Jackson, who said he never played basketball before he enrolled at the North Broad Street school, helped persuade Joyner to start a program, first at an intramural level. Math, Civics & Sciences joined the city's charter schools league in the early 2000s. Jackson described himself as a ninth- or 10th-man type as a player.

He graduated in 2004, and Joyner was set to bring him back the next year as a part-time assistant coach for a team that was a season away from joining the Public League. Jackson, though, was looking for full-time work with benefits, and Joyner wanted to help further hone his leadership skills.

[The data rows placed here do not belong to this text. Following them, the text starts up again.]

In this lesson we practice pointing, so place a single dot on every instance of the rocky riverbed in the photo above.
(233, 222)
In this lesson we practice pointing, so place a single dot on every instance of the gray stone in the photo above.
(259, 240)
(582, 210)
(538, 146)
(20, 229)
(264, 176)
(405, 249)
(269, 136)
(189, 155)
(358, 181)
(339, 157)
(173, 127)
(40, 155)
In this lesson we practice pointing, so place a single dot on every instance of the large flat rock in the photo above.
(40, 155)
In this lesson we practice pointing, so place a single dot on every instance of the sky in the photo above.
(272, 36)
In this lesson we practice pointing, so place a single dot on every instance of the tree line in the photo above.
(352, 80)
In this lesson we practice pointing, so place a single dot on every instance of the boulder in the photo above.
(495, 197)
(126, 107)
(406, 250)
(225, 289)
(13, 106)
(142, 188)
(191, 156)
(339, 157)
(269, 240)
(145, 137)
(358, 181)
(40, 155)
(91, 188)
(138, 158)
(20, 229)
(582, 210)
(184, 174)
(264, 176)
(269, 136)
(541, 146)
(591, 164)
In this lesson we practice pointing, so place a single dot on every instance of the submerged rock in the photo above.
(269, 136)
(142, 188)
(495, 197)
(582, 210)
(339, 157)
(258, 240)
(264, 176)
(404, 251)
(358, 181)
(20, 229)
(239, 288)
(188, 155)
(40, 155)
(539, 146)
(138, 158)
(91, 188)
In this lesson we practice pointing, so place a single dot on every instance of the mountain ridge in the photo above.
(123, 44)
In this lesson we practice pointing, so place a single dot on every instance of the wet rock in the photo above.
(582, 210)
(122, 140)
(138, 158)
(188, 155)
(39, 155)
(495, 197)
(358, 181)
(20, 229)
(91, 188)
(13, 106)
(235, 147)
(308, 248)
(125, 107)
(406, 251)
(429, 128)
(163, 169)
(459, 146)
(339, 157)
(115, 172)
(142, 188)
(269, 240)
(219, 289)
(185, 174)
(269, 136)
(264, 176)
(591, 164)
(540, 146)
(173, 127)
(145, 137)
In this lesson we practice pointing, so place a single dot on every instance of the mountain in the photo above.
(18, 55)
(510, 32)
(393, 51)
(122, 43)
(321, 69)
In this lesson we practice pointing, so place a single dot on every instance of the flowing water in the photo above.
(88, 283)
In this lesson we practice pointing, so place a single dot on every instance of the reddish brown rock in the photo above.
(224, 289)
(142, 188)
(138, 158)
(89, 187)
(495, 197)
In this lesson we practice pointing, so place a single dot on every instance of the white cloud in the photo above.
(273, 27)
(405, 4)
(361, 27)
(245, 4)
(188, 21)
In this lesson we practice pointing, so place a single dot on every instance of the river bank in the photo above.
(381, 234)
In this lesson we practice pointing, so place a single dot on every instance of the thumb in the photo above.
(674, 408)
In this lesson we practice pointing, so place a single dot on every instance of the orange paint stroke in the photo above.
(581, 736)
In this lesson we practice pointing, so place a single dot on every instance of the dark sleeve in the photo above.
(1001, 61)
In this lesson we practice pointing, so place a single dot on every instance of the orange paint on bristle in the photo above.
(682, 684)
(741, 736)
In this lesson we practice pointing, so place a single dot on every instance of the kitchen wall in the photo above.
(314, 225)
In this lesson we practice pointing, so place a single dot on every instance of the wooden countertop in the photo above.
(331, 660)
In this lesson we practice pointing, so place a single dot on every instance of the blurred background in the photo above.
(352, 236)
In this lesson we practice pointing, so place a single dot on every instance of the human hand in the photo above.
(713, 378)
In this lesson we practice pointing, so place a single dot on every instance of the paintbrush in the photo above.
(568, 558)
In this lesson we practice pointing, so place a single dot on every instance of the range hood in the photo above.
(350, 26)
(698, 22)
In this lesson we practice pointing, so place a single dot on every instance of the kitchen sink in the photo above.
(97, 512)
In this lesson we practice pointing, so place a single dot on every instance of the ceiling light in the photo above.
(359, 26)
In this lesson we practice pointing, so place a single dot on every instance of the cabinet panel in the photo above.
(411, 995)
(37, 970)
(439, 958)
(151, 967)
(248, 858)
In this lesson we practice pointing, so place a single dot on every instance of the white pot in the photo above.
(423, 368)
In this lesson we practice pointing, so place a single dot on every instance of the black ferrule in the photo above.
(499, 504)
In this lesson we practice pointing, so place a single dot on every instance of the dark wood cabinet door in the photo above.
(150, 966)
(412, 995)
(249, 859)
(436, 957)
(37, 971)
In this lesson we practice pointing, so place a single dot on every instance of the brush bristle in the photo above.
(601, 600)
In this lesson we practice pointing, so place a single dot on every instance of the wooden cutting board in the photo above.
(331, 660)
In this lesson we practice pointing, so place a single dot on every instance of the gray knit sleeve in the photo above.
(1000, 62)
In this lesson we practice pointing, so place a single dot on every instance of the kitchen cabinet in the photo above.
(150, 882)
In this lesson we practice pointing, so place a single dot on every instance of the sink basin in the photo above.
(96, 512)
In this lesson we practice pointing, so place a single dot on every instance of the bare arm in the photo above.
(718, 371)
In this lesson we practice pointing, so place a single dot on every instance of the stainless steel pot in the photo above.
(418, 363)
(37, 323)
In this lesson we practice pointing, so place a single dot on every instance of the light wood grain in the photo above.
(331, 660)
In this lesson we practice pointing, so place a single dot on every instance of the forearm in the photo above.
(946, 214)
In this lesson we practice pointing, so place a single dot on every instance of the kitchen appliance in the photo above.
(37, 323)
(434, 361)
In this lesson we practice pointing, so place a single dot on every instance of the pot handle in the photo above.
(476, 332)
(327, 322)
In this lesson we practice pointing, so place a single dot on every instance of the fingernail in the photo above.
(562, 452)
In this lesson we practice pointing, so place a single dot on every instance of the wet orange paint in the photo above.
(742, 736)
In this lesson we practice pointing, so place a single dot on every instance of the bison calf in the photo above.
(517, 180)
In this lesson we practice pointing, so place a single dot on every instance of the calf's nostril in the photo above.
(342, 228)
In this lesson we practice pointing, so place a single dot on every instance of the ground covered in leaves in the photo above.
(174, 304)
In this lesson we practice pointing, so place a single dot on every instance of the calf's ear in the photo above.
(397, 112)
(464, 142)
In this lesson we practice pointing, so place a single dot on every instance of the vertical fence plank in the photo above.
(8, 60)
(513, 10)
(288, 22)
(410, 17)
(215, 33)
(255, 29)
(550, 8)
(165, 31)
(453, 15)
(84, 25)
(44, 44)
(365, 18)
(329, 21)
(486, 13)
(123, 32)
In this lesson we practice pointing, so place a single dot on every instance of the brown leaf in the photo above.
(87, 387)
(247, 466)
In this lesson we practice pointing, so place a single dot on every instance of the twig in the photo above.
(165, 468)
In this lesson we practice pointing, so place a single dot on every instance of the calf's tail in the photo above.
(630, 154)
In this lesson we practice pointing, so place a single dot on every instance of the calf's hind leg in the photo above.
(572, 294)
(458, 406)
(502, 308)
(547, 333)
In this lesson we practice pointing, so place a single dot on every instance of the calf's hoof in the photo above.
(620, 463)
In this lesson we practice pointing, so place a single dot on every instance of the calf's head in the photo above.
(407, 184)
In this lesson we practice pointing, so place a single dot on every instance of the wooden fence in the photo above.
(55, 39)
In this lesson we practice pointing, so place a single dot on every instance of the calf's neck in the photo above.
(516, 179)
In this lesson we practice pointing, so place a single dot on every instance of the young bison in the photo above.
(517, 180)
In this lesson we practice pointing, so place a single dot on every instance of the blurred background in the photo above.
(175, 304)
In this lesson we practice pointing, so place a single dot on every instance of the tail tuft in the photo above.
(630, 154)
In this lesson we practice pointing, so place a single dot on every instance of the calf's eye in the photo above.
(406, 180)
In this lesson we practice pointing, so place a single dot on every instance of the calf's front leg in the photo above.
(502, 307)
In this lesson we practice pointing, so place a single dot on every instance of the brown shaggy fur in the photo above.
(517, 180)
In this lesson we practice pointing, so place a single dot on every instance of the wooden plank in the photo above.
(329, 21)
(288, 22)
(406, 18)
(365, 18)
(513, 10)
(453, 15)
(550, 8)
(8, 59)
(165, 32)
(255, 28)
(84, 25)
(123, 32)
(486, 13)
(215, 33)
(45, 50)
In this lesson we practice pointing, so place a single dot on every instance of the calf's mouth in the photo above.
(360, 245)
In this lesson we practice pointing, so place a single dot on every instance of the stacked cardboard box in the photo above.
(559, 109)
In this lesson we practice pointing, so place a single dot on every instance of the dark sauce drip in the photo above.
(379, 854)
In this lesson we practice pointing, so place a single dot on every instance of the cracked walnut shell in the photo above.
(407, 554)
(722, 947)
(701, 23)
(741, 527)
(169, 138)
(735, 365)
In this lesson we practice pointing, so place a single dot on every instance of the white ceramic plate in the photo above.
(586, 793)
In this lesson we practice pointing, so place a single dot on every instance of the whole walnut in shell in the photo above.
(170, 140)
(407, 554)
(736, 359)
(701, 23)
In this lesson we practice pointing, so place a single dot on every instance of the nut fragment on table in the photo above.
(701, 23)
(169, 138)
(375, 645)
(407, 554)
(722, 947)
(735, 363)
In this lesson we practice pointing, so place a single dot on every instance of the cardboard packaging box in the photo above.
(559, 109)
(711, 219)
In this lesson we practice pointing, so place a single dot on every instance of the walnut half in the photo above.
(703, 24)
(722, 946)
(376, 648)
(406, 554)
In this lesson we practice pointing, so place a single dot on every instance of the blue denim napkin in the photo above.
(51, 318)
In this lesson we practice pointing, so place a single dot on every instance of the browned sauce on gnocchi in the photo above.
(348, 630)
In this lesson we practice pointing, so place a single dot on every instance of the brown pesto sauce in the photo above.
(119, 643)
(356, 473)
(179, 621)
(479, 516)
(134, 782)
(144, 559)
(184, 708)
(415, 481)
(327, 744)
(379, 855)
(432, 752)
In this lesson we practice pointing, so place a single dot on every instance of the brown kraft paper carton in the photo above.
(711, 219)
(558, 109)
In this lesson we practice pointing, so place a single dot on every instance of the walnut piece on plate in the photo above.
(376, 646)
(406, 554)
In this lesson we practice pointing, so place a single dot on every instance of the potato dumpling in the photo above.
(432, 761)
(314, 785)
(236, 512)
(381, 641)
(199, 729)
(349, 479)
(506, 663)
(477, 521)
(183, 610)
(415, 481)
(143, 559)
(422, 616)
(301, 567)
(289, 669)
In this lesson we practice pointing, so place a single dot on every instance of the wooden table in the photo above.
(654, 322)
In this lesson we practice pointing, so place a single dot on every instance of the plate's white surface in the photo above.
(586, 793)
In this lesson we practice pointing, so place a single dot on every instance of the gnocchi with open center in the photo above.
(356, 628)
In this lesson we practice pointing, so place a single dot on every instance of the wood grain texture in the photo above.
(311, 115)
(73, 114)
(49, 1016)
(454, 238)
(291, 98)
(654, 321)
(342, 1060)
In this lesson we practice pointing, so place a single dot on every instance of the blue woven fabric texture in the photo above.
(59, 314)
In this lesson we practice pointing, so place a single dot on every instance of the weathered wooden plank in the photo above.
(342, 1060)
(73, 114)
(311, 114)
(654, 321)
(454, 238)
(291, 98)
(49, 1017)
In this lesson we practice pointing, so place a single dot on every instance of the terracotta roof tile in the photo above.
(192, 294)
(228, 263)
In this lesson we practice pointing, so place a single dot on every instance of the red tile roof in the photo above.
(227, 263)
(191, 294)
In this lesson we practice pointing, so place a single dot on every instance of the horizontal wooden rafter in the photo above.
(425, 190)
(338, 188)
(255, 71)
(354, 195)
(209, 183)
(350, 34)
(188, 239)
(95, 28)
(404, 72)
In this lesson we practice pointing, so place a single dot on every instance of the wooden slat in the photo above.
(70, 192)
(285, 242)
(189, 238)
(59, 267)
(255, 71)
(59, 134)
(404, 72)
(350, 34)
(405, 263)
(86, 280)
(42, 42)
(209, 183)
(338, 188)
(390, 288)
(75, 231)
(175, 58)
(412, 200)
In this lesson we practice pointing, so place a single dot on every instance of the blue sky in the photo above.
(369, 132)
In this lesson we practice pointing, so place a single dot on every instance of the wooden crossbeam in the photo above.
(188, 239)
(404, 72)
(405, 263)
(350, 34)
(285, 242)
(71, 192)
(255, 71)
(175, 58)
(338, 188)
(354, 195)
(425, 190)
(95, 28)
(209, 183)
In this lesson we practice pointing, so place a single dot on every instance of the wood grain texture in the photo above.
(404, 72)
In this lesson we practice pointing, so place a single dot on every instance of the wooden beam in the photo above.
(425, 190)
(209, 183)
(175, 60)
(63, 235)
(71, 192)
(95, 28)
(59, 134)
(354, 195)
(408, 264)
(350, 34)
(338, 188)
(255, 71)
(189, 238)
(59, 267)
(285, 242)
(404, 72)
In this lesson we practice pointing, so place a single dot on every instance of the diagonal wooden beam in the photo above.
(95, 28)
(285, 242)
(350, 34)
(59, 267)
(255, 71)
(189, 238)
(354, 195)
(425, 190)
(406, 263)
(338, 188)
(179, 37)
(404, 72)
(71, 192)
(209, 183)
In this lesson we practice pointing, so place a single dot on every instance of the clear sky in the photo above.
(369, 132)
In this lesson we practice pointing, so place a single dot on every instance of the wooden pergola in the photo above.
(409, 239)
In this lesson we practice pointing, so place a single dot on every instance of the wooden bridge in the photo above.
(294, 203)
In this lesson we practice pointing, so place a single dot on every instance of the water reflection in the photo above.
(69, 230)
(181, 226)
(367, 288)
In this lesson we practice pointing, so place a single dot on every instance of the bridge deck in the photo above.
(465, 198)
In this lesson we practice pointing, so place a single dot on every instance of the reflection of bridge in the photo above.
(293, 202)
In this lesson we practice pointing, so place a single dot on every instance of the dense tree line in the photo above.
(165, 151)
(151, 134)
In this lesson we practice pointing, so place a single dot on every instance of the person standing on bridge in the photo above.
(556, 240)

So Math, Civics & Sciences created a full-time position, assistant to the head of security. (His duties have grown to include assisting the dean of students and monitoring lunches for the school's 1,000 students in grades one through 12.) And when the head coach soon left, Jackson took over.

With hardly any playing background and even less coaching experience, he was an easy target for criticism.

Jackson was coaching teenagers, and he was still a teenager himself.

"Across the board, from my colleagues in coaching, from kids here at school, and just from outside spectators, a lot of people just felt as though 'He doesn't know what he's doing, he won't be successful, he never played in the city, he doesn't really know city kids, he's a kid himself,' " Jackson said.

"I got it all. I got it all. I used it as motivation. I made up my mind that this is something I wanted to do. Ms. Joyner has entrusted it to me, and I wanted to make the best impression, not only to Ms. Joyner and to the school, but for myself."

Jackson said he read many books about coaching and strategy. He also learned a lot from Imhotep Charter coach Andre Noble, who allowed him to watch Imhotep practices.

Jackson has grown from a coach who ran practices by rolling out the balls and letting the guys play into a coach who prides himself on his teaching.

A lot of the instruction focuses on defense. That stems from the days when the team didn't have much talent, and keeping the score down provided a better chance to win.

The talent level has increased steadily. Jackson has three Division I-bound seniors: guard Britton Lee and forward Jeremiah Worthem (both Robert Morris), and forward Quadir Welton (St. Peter's). But the preaching about defense continues.

That's not, however, why players at times call him "Preacher Danny."

Jackson is executive minister at New Kingdom Baptist Church in North Philadelphia and takes ministry classes at a local branch of Geneva College. He said he is scheduled to be ordained in April.

The players know that if they act out, Jackson will alert them.

"He gives us this little look, lets us know we're acting crazy," Lee said. "He pushes his little glasses down, straight-faced. Because, you know, he's always smiling. He just stops, and he looks at us."

Next up for Math, Civics & Sciences, after its final-second loss Saturday to Vaux in the Public League Class A final, is the PIAA state tournament. That is scheduled to begin March 8.

A few weeks after turning 27, the "youngest coach" could add another state title to a resumé that has filled up quickly.

"I'm very proud of him," Joyner said. "He has turned out to be a very good citizen. . . . He's really the role model for a lot of the high school students here."